A.Follow up in 1 week to evaluate for secondary complications.

B.Pyrimethamine is a folic acid antagonist that can cause dose-related bone marrow suppression with resultant anemia, leukopenia, and thrombocytopenia. Sulfadiazine is another folic acid antagonist; it works synergistically with pyrimethamine, and it can cause bone marrow suppression and reversible acute renal failure (ARF). Patients should return for laboratory monitoring (CBC and platelet counts) weekly.

Consultation/Referral

A.Consultation is needed for all patients; comanage with a physician/specialist.

B.Refer the patient to an obstetrician if pregnant.

C.Ophthalmologist—medication recommendation depends on the size of the eye lesion, the location, and the characteristics of the lesion (active acute versus chronic not progressing).

Individual Considerations

A.Pregnancy:

1.Routine prenatal screening is not the standard of care secondary to costs. Many women have antibodies prior to pregnancy that protect the fetus.
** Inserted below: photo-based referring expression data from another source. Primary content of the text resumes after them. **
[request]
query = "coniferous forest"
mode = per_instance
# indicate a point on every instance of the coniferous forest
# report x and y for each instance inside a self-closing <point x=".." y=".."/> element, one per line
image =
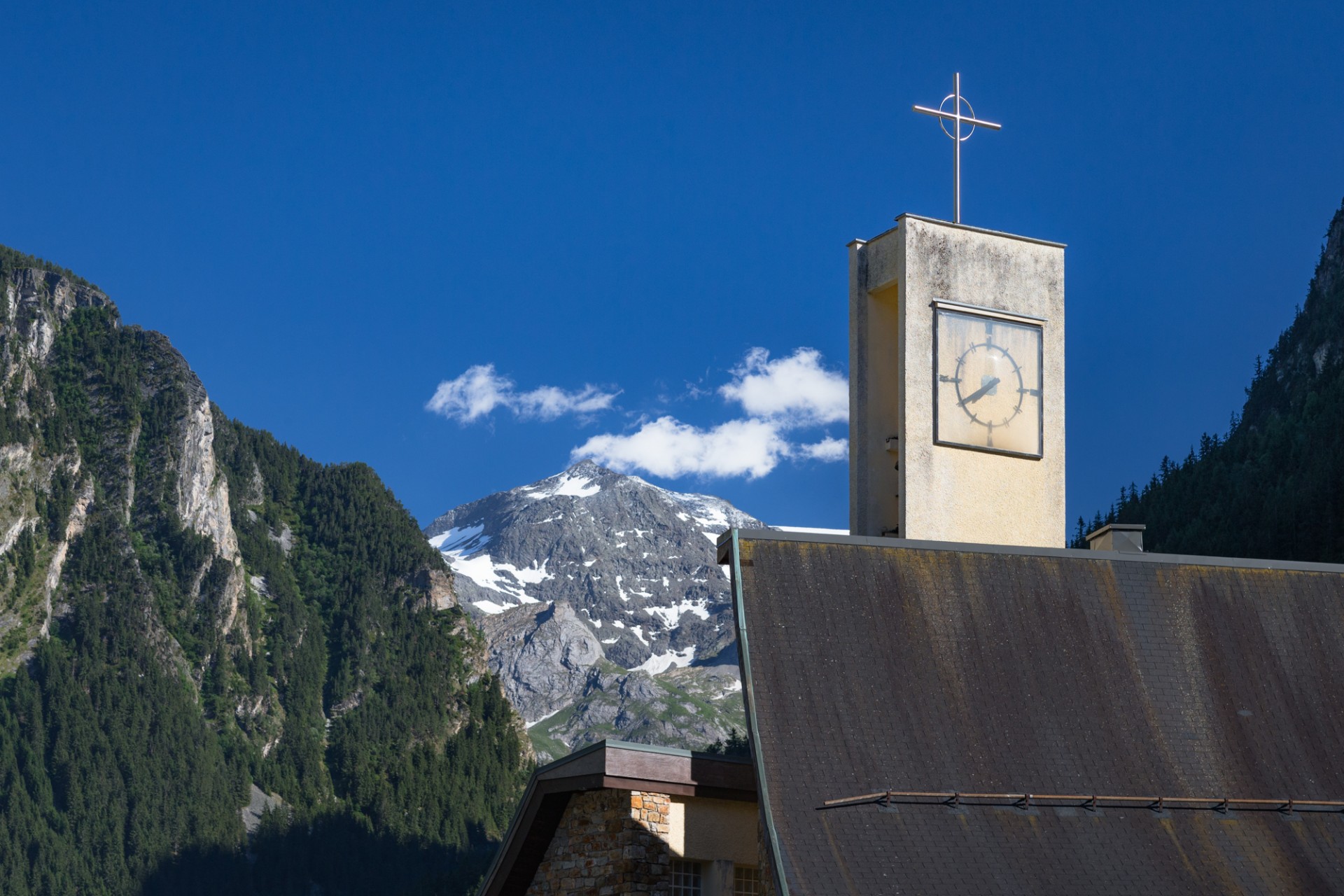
<point x="158" y="678"/>
<point x="1273" y="485"/>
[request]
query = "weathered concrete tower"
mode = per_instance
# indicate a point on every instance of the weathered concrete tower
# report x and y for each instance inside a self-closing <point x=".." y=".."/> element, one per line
<point x="958" y="386"/>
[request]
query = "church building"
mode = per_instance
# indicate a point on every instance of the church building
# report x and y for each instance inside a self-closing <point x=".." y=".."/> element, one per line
<point x="946" y="700"/>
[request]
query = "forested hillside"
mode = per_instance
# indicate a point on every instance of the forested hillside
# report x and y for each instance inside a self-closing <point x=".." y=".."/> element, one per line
<point x="194" y="615"/>
<point x="1273" y="486"/>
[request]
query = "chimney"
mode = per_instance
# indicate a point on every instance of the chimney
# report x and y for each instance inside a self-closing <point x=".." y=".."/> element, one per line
<point x="1126" y="538"/>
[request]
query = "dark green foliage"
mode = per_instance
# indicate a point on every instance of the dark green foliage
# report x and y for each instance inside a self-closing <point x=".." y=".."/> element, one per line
<point x="11" y="261"/>
<point x="734" y="746"/>
<point x="351" y="638"/>
<point x="108" y="769"/>
<point x="131" y="739"/>
<point x="1273" y="486"/>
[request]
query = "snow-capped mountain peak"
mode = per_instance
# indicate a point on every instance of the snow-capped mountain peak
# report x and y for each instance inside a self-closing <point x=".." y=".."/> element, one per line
<point x="604" y="568"/>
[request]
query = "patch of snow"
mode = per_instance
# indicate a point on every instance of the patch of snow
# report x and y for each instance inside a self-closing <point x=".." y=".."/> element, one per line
<point x="530" y="724"/>
<point x="461" y="540"/>
<point x="733" y="688"/>
<point x="486" y="573"/>
<point x="663" y="662"/>
<point x="672" y="614"/>
<point x="577" y="486"/>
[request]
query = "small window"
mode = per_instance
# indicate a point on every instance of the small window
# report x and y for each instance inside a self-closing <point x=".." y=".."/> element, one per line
<point x="686" y="879"/>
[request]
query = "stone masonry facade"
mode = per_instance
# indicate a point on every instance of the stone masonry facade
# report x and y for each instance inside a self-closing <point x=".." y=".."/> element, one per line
<point x="608" y="843"/>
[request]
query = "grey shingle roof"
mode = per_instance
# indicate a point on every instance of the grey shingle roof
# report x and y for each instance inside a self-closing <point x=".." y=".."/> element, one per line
<point x="956" y="668"/>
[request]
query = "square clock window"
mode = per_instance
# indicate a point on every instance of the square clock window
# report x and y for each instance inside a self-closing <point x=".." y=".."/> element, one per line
<point x="987" y="382"/>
2.Transplacental infection increases the incidence of first-trimester spontaneous abortion, IUGR, preterm birth, neonatal anomalies, and stillbirth.
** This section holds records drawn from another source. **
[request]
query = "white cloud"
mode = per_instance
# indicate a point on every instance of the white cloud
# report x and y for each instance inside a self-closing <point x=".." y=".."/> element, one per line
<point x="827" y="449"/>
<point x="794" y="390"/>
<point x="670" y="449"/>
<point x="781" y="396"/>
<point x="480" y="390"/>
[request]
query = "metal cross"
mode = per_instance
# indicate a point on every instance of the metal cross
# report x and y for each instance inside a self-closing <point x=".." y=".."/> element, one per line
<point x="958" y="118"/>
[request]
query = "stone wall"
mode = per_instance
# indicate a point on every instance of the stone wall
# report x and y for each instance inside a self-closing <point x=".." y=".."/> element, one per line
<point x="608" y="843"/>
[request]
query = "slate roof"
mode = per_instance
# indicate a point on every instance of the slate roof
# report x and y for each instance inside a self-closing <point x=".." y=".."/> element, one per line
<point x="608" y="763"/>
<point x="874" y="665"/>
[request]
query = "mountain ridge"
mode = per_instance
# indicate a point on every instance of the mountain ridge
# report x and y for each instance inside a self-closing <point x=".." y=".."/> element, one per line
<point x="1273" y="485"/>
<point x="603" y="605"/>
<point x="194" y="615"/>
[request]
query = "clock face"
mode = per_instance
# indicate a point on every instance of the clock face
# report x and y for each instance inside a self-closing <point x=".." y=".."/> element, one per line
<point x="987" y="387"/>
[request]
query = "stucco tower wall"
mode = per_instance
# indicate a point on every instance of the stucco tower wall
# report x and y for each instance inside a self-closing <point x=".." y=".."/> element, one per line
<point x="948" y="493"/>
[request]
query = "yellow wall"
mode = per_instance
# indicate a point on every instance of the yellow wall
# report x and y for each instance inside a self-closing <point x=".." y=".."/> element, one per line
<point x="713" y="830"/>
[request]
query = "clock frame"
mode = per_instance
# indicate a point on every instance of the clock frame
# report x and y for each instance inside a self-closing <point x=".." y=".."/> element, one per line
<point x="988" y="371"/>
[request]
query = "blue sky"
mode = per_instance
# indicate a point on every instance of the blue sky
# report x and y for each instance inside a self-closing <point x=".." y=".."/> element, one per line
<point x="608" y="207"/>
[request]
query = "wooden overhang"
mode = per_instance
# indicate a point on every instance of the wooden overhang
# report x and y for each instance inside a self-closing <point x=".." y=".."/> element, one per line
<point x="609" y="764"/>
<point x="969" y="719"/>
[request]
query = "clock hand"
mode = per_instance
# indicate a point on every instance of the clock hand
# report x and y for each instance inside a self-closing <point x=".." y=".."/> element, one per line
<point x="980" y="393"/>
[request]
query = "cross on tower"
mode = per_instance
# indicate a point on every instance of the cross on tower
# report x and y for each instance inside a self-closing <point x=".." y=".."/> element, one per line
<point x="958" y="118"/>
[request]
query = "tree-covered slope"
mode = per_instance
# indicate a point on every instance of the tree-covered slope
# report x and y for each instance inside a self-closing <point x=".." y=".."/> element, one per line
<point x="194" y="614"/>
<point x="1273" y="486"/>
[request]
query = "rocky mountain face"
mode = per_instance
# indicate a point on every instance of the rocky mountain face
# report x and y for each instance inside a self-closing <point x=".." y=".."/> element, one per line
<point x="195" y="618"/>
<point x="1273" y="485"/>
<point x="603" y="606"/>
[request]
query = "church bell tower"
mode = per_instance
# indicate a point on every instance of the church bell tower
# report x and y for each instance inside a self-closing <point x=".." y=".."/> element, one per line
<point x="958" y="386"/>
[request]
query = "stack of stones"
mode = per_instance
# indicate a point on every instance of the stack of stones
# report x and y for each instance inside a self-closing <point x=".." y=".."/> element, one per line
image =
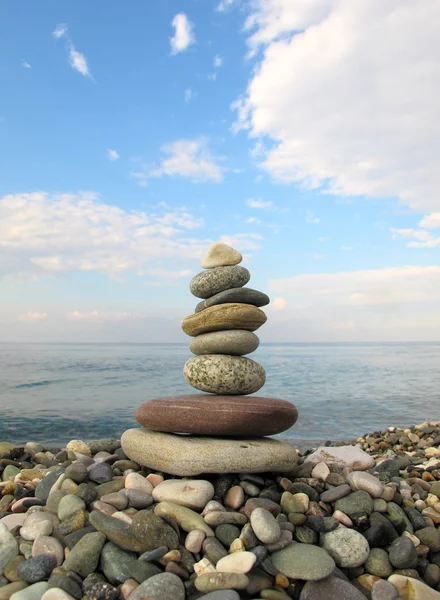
<point x="225" y="428"/>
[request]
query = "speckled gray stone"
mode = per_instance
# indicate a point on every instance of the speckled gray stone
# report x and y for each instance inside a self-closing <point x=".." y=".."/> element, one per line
<point x="193" y="455"/>
<point x="217" y="280"/>
<point x="232" y="341"/>
<point x="224" y="374"/>
<point x="245" y="295"/>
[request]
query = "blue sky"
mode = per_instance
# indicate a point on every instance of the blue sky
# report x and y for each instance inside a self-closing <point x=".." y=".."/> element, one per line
<point x="304" y="135"/>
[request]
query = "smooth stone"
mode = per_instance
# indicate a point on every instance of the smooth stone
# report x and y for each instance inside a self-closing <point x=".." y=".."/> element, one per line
<point x="413" y="589"/>
<point x="186" y="518"/>
<point x="403" y="554"/>
<point x="383" y="590"/>
<point x="332" y="588"/>
<point x="8" y="547"/>
<point x="7" y="590"/>
<point x="84" y="556"/>
<point x="194" y="493"/>
<point x="205" y="414"/>
<point x="224" y="375"/>
<point x="265" y="526"/>
<point x="238" y="562"/>
<point x="358" y="480"/>
<point x="189" y="456"/>
<point x="31" y="592"/>
<point x="210" y="582"/>
<point x="242" y="295"/>
<point x="211" y="282"/>
<point x="164" y="586"/>
<point x="231" y="341"/>
<point x="224" y="317"/>
<point x="221" y="595"/>
<point x="303" y="561"/>
<point x="48" y="546"/>
<point x="36" y="569"/>
<point x="356" y="502"/>
<point x="220" y="254"/>
<point x="347" y="547"/>
<point x="154" y="531"/>
<point x="378" y="563"/>
<point x="342" y="456"/>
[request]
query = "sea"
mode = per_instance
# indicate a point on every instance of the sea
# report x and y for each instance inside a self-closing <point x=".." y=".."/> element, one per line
<point x="52" y="393"/>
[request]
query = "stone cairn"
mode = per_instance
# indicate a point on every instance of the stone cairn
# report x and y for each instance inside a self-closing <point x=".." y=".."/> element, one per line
<point x="225" y="428"/>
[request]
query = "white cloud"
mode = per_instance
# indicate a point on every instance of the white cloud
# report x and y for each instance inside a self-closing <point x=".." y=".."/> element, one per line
<point x="60" y="31"/>
<point x="50" y="235"/>
<point x="183" y="35"/>
<point x="78" y="61"/>
<point x="312" y="218"/>
<point x="373" y="106"/>
<point x="112" y="154"/>
<point x="190" y="159"/>
<point x="257" y="203"/>
<point x="390" y="304"/>
<point x="33" y="317"/>
<point x="279" y="303"/>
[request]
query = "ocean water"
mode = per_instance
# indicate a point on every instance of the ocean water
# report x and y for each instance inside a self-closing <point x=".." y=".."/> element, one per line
<point x="56" y="392"/>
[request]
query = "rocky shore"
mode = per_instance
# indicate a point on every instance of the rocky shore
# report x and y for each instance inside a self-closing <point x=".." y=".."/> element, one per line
<point x="345" y="521"/>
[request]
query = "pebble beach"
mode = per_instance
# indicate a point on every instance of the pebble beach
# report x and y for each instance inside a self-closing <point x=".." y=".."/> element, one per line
<point x="347" y="521"/>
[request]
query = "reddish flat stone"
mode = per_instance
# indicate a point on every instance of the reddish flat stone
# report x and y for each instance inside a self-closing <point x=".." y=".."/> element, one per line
<point x="207" y="414"/>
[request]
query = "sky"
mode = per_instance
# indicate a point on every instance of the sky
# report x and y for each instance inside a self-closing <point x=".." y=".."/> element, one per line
<point x="305" y="133"/>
3.Pyrimethamine is a folic acid antagonist and should not be given in the first trimester.

4.Sulfadiazine should not be given in the third trimester secondary to the increased incidence of jaundice in the neonate.

5.Transmission of toxoplasmosis in breast milk has not been demonstrated. Pyrimethamine is excreted in the breast milk; however, the World Health Organization (WHO) and the American Academy of Pediatrics (AAP) classify it as compatible with breastfeeding.

B.AIDS patients:

1.Clinical CNS toxoplasmosis occurs in 3% to 15% of AIDS patients in the United States and in some European countries and Africa, the occurrence is 50% to 75% in patients. CNS disease occurs during advanced HIV infections when CD4+ counts are less than 200 cell/μL. The probability of reactivation is as high as 30% among patients with a CD4+ count of less than 100 cells/μL:

a.Treatment

2.Standard therapy:

a.Sulfadiazine: 1,000 mg QID for patient less than 60 kg or 1,500 mg QID if greater than 60 kg.
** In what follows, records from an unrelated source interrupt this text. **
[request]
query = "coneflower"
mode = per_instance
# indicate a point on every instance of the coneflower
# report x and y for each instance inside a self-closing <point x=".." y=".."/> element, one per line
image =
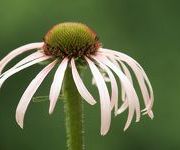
<point x="70" y="45"/>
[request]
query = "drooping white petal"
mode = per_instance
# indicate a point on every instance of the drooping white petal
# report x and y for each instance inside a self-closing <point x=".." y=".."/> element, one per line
<point x="17" y="52"/>
<point x="10" y="73"/>
<point x="104" y="97"/>
<point x="128" y="74"/>
<point x="27" y="59"/>
<point x="29" y="92"/>
<point x="114" y="87"/>
<point x="57" y="84"/>
<point x="141" y="77"/>
<point x="80" y="85"/>
<point x="129" y="90"/>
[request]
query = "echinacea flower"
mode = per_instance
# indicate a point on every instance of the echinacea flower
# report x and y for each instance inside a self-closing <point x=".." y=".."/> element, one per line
<point x="74" y="44"/>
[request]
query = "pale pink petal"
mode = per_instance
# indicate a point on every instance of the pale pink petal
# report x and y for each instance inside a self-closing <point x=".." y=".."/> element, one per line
<point x="141" y="76"/>
<point x="27" y="59"/>
<point x="57" y="84"/>
<point x="80" y="85"/>
<point x="17" y="52"/>
<point x="114" y="87"/>
<point x="104" y="97"/>
<point x="123" y="94"/>
<point x="123" y="107"/>
<point x="10" y="73"/>
<point x="129" y="90"/>
<point x="30" y="91"/>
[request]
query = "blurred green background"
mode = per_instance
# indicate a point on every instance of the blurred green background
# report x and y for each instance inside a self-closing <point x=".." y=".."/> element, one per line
<point x="147" y="30"/>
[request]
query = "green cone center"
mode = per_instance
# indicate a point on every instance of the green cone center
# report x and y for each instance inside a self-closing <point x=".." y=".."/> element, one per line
<point x="71" y="39"/>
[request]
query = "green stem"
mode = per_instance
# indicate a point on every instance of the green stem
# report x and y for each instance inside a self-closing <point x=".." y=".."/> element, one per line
<point x="74" y="114"/>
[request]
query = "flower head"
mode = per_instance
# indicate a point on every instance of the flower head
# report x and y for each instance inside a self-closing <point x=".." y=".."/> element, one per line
<point x="65" y="45"/>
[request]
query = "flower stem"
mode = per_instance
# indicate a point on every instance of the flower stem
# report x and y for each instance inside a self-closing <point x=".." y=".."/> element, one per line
<point x="73" y="108"/>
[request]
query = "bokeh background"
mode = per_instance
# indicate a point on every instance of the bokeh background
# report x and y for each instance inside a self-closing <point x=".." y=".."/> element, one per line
<point x="147" y="30"/>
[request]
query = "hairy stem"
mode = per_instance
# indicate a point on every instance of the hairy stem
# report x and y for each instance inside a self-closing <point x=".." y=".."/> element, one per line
<point x="74" y="114"/>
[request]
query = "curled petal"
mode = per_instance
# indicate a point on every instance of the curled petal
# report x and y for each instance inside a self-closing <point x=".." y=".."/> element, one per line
<point x="10" y="73"/>
<point x="27" y="59"/>
<point x="104" y="97"/>
<point x="57" y="84"/>
<point x="141" y="77"/>
<point x="80" y="85"/>
<point x="17" y="52"/>
<point x="114" y="87"/>
<point x="129" y="90"/>
<point x="30" y="91"/>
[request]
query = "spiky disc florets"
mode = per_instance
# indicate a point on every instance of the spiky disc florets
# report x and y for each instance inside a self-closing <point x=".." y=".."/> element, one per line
<point x="71" y="40"/>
b.Pyrimethamine 200 mg loading dose then 50 mg daily for patient less than 60 kg or 75 mg greater than 60 kg.

c.Leucovorin should be administered to prevent pyrimethamine induced toxicity with dosages 10 to 25 mg daily.

d.Corticosteroid treatment may be warranted in cases of impending brain herniation. However, they may complicate the interpretation of response to antitioxoplasmosis therapy.

3.Primary therapy for 6 weeks followed by long-term suppression therapy at reduced doses. Long-term therapy can be stopped if patient has persistent elevation of CD4+ counts greater than 200 cells/μL and resolution of lesions on MRI.

C.Geriatrics:

1.Many adults are unaware that parasites and diseases their pets harbor may be transmitted to humans. Remind geriatric pet owners to keep routine visits with their veterinarian. Cats are common companions for geriatrics and are potential sources for minor skin infections to systemic diseases such as toxoplasmosis. Explain to older adults that toxoplasmosis, as well as parasites (round worm, ring worm, hook worm, Giardiasis, etc.), are common human illnesses contracted from pet animals. Prevent pet cats from interacting with stray animals and encourage indoor pets.

2.Animal parasites and diseases could become a serious illness to elderly populations with age-related or medical treatment-related immunosuppression.

3.Continue discussions at annual visits/PRN to keep geriatrics reminded of preventive measures from pet diseases.